When does WASD come to Ranked in LoL?

  • WASD movement controls enter Ranked with Patch 26.9 on April 29, 2026, alongside the Season 2 Pandemonium launch.

Is WASD better than point-and-click in League?

  • Neither is objectively better. Riot's data shows near win-rate parity. WASD feels better on melee champions and for kiting on ADCs. Point-and-click is better for champions that need precise cursor placement at range (Orianna, Azir, Thresh). Use champion-specific keybinds to run both.

What are the best WASD keybinds for LoL?

  • Movement on WASD, abilities on 1-2-3-4, summoner spells on mouse side buttons, attack move on spacebar, items on 5-6-7. Configure in Practice Tool -- you can't set them from the main menu.

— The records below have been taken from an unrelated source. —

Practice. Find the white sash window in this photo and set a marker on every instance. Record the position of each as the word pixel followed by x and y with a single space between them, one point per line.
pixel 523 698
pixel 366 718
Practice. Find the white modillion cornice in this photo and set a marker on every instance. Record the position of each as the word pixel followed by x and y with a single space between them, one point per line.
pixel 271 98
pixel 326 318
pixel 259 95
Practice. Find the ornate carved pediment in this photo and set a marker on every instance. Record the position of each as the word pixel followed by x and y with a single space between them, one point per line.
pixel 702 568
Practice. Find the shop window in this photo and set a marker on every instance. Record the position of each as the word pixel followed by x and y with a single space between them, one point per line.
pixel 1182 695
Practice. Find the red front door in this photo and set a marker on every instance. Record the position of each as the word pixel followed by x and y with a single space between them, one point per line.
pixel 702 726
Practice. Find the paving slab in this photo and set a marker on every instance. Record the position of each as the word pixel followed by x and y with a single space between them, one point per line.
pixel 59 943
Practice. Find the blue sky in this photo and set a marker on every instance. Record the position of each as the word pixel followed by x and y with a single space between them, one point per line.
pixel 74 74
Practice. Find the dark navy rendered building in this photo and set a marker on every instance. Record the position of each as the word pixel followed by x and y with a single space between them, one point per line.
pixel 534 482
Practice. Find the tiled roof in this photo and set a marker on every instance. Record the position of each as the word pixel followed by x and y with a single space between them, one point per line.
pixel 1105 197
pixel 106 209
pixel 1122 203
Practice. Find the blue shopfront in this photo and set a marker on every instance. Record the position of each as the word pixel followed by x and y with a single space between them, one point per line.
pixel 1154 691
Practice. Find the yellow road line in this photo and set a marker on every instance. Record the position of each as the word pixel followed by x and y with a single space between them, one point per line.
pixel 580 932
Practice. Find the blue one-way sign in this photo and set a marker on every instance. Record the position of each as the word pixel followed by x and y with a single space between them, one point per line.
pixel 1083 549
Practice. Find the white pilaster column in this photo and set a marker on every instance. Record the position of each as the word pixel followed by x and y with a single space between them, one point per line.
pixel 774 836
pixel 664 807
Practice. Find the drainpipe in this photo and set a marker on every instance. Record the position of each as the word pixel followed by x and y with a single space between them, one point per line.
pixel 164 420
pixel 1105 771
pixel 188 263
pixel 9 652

Which champions are best for WASD controls?

  • Melee fighters (Yasuo, Yone, Irelia, Riven), kiting ADCs (Vayne, Lucian, Ezreal), and juggernauts (Darius, Garen). Champions with simple targeting and lots of close-range repositioning benefit most.

Will WASD players ruin my ranked games?

  • No. Win rates between WASD and point-and-click are within 1-2% across all ranks. The first few weeks of Season 2 might have some players adjusting, but the data doesn't support the fear that WASD teammates will drag you down.